Some assistant teacher told me this, when i asked. But i don't believe so because i've seen people using slides directly and places in the enlarger that fits slides.

Anyone know?

IanG
17-Sep-2011, 02:04
There's only Ilfochrome left for printing colour slides, it's expensive and not the easiest of processes. There was special Internegative films but they are long discontinued.

You can still make an interneg on C41 film then print RA4 but most labs now scan and print digitally, or scan and print with a Lambada printer.

Ian

Greg Lockrey
17-Sep-2011, 08:25
Back in the olden days when you could print directly on reversal paper, using internegs was still better. We used to make masks and control the contrast and cool stuff like that too. Slide film was the "last" way you wanted to photograph something if the end result was going to be a print. It was the easiest to process in order to see a result however.

nolindan
17-Sep-2011, 09:15
You can print directly from slides using Ilfochrome: the results are excellent but the price is very high. Contrast control is a real issue. You often need a contrast mask, making the process less than optimal for 35mm.

Try enlarging the slide onto LF film and then contacting the resulting negative.

Ivan J. Eberle
17-Sep-2011, 09:42
Well, that advice is a bit long in the tooth but an interneg is going to be the only way to get wet darkroom B+W prints from color transparencies these days. And if you're doing many copies of a color print from the same transparency, it may be a lot faster and certainly cheaper to use RA4 than Ilfochrome (and cheaper than the media costs of digital prints on an Epson btw).
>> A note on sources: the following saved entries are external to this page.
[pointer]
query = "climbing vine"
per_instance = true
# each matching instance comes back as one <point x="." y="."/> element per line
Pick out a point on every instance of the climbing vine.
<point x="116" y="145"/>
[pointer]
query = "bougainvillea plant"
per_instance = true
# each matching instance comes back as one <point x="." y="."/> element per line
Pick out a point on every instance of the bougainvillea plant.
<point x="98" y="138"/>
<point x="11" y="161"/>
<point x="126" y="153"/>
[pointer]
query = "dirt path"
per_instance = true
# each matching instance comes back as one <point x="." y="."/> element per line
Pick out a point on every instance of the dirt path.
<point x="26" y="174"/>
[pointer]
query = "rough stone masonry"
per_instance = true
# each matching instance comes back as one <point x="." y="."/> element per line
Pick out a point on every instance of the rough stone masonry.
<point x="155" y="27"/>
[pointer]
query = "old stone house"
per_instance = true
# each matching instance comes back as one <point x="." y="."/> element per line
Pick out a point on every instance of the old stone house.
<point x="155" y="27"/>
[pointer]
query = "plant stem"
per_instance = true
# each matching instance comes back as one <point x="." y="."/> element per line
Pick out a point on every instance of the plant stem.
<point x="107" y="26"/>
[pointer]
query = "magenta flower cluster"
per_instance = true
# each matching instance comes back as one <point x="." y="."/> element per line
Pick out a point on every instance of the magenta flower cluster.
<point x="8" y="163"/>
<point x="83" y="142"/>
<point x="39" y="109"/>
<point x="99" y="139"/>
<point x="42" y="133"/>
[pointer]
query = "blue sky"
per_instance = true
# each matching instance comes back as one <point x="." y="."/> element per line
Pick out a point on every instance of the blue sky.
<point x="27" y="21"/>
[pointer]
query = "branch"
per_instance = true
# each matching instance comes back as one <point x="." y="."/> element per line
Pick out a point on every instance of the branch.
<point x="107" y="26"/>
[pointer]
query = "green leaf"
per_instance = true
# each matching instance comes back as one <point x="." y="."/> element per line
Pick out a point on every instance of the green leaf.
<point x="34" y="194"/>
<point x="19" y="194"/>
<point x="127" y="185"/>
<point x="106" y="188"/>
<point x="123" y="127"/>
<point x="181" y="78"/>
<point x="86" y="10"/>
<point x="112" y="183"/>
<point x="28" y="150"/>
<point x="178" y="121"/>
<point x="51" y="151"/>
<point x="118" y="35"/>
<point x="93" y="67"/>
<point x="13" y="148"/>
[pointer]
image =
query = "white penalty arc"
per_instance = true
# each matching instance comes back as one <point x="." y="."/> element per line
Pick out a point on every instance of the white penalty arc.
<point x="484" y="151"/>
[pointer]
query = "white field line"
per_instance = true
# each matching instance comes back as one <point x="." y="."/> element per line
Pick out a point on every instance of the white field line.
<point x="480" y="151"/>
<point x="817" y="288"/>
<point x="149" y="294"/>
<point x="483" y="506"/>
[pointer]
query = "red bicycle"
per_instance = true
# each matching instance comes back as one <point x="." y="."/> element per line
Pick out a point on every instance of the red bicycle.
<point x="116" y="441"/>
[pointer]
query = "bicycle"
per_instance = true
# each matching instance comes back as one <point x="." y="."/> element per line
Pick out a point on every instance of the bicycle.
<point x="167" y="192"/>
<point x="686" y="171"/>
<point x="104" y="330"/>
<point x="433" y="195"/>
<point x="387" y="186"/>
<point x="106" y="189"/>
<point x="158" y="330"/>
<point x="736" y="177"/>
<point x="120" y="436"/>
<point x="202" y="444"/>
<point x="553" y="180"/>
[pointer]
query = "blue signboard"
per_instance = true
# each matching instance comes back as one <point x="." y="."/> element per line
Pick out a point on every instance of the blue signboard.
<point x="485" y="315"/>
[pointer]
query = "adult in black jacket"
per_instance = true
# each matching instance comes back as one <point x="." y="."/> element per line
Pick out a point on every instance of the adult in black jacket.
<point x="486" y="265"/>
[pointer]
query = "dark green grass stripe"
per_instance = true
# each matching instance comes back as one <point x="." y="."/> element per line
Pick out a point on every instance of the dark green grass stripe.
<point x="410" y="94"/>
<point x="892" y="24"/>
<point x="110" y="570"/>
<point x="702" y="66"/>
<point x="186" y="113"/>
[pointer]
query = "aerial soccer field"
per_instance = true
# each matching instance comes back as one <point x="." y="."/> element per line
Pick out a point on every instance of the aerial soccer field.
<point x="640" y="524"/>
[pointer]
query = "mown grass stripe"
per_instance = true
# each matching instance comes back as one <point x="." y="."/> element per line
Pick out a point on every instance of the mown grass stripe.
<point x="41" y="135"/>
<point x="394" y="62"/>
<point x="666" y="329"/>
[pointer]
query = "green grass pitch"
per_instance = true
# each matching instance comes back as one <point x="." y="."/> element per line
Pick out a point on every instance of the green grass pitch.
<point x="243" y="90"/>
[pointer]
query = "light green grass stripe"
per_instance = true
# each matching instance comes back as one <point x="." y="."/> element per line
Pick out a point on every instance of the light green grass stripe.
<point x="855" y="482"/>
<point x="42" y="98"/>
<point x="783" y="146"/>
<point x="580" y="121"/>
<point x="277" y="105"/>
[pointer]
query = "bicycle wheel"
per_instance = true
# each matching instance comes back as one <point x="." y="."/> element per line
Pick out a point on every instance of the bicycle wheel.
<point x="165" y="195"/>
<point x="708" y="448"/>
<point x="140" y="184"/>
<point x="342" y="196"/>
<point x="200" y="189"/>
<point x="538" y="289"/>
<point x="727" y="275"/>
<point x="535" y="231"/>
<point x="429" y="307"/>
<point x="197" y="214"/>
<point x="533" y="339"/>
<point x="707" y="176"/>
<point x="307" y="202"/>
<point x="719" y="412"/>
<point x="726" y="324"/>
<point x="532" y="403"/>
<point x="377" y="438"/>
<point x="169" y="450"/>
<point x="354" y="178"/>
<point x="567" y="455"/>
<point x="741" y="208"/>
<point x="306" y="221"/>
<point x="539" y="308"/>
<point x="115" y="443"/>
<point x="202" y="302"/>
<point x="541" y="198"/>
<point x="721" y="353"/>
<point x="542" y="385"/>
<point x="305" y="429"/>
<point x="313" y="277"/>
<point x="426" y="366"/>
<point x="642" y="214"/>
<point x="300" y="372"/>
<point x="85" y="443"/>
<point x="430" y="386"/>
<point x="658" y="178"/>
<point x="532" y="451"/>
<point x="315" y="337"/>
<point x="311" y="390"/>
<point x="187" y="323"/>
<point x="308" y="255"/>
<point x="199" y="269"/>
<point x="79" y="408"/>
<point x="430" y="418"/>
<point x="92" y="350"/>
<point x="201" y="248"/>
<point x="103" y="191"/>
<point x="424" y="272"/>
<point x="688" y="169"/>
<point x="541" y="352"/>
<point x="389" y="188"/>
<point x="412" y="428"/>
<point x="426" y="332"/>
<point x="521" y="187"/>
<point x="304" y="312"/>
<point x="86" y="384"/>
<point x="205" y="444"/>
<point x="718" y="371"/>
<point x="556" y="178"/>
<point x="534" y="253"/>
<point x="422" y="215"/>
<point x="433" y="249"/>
But if you go this route today you're going to need to improvise some. I know Fuji doesn't make interneg film anymore and was recommending Pro 160S. Terrific emulsion, Kodak Portra NC would work almost as well (but for having somewhat larger grain) if you can yet find some. These are daylight color-balanced films, so you'd need to use it with electronic flash (preferably diffused) or actual daylight if duping with it instead of a tungsten source (which is what most of the interneg films and duping devices using enlarger heads were).

Daniel Stone
17-Sep-2011, 16:14
160NC was recommended to me by a former professor for making enlarged internegatives(35mm-->4x5 film), and the results turned out great! Some people also used to do enlarged transparencies(say, 35mm--> 4x5) for doing BIG enlargements(like murals) before lenses designed especially for big enlargements from the original(35mm) film were brought to market, much in line with say, the modern, "Rodagon-G" enlarging lenses.
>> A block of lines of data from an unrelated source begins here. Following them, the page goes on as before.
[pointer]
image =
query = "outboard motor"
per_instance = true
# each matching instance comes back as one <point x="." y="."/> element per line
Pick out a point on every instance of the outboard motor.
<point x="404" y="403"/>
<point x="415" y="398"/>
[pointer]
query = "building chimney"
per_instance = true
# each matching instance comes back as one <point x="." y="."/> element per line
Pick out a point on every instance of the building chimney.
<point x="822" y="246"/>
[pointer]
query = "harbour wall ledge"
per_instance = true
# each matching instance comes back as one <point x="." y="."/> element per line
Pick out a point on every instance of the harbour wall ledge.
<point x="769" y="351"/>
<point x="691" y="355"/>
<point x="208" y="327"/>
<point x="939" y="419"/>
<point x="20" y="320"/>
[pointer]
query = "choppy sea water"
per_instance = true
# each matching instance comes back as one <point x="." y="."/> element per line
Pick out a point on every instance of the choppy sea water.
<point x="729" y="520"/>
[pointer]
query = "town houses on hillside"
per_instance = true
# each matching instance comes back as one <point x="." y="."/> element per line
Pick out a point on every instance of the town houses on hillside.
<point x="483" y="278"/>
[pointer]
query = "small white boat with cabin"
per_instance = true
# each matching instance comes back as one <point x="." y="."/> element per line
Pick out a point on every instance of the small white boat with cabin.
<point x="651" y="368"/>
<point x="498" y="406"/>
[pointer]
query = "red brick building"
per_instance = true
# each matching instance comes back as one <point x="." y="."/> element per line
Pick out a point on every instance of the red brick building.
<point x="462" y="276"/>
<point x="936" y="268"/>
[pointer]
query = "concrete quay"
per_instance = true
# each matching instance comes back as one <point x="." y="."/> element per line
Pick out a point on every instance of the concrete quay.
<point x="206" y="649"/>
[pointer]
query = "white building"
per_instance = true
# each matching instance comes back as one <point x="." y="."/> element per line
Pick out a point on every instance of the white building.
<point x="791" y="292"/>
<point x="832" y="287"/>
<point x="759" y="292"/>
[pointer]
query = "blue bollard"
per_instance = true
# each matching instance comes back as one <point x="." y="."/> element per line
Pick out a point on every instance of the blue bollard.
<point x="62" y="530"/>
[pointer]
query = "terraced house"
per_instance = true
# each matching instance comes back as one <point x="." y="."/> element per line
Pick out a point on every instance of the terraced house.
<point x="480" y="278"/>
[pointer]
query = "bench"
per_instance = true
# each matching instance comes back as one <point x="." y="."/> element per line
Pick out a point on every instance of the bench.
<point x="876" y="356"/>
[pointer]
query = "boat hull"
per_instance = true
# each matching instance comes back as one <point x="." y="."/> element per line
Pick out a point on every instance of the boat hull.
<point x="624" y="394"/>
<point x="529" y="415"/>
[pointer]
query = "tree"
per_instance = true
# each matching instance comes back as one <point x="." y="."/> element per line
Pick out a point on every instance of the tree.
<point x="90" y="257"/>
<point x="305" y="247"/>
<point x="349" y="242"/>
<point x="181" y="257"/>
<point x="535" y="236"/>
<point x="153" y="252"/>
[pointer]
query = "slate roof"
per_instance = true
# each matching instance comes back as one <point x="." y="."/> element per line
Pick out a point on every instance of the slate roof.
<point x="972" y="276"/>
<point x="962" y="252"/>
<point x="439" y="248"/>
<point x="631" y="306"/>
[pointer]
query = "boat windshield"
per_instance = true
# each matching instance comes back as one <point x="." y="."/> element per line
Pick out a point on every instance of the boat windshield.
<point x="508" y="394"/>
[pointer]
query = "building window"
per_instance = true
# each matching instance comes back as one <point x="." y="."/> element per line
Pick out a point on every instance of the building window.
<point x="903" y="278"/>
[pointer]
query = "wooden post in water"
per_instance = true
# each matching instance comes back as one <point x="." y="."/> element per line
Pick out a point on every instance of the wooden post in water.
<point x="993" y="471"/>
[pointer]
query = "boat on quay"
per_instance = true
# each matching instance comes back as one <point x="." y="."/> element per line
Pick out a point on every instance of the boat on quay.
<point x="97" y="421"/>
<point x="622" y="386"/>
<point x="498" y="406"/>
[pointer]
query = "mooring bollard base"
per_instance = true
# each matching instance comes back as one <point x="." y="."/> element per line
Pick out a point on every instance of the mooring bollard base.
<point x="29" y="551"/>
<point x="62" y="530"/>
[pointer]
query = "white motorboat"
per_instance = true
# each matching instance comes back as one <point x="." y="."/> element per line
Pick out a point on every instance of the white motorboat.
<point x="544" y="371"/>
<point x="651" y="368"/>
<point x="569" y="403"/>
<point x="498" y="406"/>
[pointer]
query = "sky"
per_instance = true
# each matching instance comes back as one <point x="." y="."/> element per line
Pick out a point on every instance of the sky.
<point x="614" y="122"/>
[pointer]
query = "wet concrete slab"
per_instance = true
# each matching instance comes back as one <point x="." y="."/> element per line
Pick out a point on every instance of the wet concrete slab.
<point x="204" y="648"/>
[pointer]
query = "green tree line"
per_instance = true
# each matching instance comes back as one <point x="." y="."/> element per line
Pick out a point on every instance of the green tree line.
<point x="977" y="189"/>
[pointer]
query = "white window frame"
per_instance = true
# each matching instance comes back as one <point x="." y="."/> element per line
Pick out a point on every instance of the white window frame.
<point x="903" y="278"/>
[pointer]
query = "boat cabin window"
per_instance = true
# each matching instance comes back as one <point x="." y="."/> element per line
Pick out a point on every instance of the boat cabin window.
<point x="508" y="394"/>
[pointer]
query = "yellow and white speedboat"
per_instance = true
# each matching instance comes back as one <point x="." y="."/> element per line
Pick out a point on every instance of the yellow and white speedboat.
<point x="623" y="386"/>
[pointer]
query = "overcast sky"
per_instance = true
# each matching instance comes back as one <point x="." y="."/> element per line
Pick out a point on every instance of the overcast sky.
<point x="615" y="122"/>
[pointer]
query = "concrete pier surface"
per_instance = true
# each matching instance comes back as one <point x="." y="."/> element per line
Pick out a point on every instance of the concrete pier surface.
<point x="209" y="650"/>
I've done enlarged color and b/w internegatives, and it takes some getting used to. Getting a "system" down is important if you plan on doing it a lot, and getting color balance down(since most enlargers have tungsten/halogen bulbs, not daylight(~5500-6000k) light sources.
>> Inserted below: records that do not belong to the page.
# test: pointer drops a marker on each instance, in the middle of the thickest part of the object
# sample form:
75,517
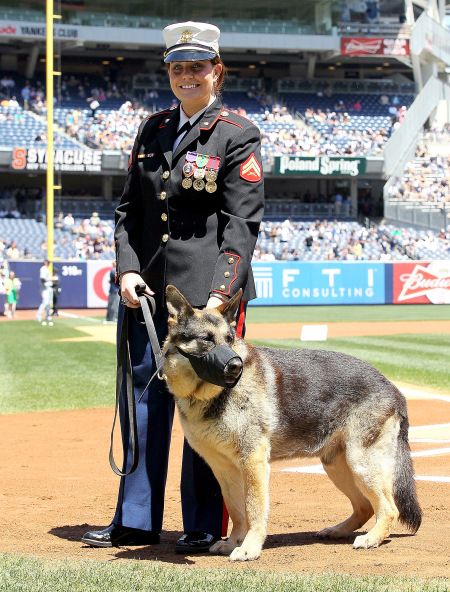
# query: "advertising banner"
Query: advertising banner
36,30
67,159
325,166
297,283
374,46
421,282
72,281
98,283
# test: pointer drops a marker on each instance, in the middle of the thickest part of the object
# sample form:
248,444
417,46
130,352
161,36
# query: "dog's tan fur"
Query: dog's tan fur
239,430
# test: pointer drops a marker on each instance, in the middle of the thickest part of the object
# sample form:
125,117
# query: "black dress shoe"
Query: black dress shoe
195,542
114,536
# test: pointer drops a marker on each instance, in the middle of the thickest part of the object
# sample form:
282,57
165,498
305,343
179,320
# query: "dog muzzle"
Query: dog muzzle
221,366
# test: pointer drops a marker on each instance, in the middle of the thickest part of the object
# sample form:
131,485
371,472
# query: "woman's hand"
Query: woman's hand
214,302
128,283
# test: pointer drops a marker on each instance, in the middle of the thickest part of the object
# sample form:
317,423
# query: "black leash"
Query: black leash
148,308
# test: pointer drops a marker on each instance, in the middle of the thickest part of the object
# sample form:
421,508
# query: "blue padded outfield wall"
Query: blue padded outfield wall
278,283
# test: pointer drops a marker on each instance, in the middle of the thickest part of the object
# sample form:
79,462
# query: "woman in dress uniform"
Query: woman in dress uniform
189,216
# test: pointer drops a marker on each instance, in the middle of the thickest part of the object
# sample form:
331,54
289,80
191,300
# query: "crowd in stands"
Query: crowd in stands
319,240
325,240
104,114
426,178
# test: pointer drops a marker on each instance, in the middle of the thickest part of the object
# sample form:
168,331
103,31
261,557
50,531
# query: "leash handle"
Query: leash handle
124,363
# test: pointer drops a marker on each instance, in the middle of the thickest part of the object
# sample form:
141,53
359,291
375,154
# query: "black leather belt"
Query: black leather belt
148,308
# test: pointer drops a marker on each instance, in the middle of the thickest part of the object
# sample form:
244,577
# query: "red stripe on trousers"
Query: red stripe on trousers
240,318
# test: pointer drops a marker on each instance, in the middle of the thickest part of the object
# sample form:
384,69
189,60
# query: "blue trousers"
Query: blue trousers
141,495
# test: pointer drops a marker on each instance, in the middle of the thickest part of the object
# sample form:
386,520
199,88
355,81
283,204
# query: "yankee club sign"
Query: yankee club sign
67,159
374,46
319,165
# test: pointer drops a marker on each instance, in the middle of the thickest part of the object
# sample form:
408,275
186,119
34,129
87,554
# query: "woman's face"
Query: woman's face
193,83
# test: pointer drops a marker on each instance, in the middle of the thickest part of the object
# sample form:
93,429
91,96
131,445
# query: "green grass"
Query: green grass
24,574
423,360
39,372
313,314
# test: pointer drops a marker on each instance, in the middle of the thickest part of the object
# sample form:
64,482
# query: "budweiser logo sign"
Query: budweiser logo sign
432,282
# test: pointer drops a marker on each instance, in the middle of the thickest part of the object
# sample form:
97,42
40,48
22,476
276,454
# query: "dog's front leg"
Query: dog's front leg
232,486
255,471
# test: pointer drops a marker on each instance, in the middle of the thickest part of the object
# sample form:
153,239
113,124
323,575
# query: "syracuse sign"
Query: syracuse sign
68,160
319,165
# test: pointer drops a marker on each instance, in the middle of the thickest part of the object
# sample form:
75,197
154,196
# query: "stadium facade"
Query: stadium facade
317,54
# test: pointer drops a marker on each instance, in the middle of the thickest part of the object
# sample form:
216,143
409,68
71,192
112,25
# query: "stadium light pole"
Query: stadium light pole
49,99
Astia(now discontinued supposedly :( ), was the preferred film for enlarged chrome dupes for analog-only people. I used expired E-Dupe when I do/did it, so I have no experience with that method and Astia, just what I've read here and other sources.

-Dan

johnielvis
17-Sep-2011, 16:42
do dirrect reversal on the paper---works just like film---I've done it and it ain't hard----

expose the slide on REGULAR paper...develop till done...wash out the developer...then bleach it with dichromate bleach till the image disappears...TURN ON THE LIGHTS....use some clearing bath to help wash out the dichromate--then RE-develop it....you get a reversal--I do this direct from the camera with paper.

WootSK
19-Sep-2011, 06:50
You can do a direct reversal on the RA-4 paper. I used to do it in the past. Color will be petty off and I tried fix it to certain degree with filter on second print. If you are interested, you can google RR-4 Process. The process name is given by some who initially did the experiment on the paper.

Drew Wiley
19-Sep-2011, 08:59
I would imagine one of the new Portra films would work decently as an interneg. I did
some experiments with the previous generations of Portra and got decent results, though for really high quality work some masking correction would generally be needed,
but's that's true for Ciba too. It's largely just a matter of correcting the color temp
balance. You might have some trouble with translating Velvia onto an interneg without
masking. Generally I found Portra to work better than the older official Interneg films.
Just takes some practice and the right equip, just like anything else.

Daniel Stone
19-Sep-2011, 10:46
the interneg films of yore were tungsten balanced, IIRC. So the only color filtration you'd have to do would be if your original transparency was off color, say, too cool.

-Dan

Mark Sampson
19-Sep-2011, 11:04
Not to drag up ancient history here, but the Kodak internegative films were extremely sensitive to the color of exposure light, and had to be carefully tested and color-balanced to get anything like accurate results. I've used them all from the days of the "C-22I" process c.1980, and with any of them, if you got it wrong your results would be just plain awful. Their last film, #4325, was the best by far but it's been gone for 5 years at least. All the I-neg films were slower, finer-grained, and much lower in contrast than any contemporary camera color-negative films, so my hat is off to anyone who can make good internegs with Portra.

Drew Wiley
19-Sep-2011, 11:32
Well Mark, it certainly seemed straightforward. But then I guess I'd be classified as
someone with advanced masking skills who does that kind of thing almost without thinking about it. Don't know if I'll experiment much more on the interneg theme
however, since I primarily print C-prints directly from negs (sometimes masked) and
still reserve chromes for Ciba or more rarely for DT. Where there's a will, there's a way.
What I will miss the most is Astia 100F sheet film for positive dupe use, which was
superior to official dupe film by either Fuji or Kodak.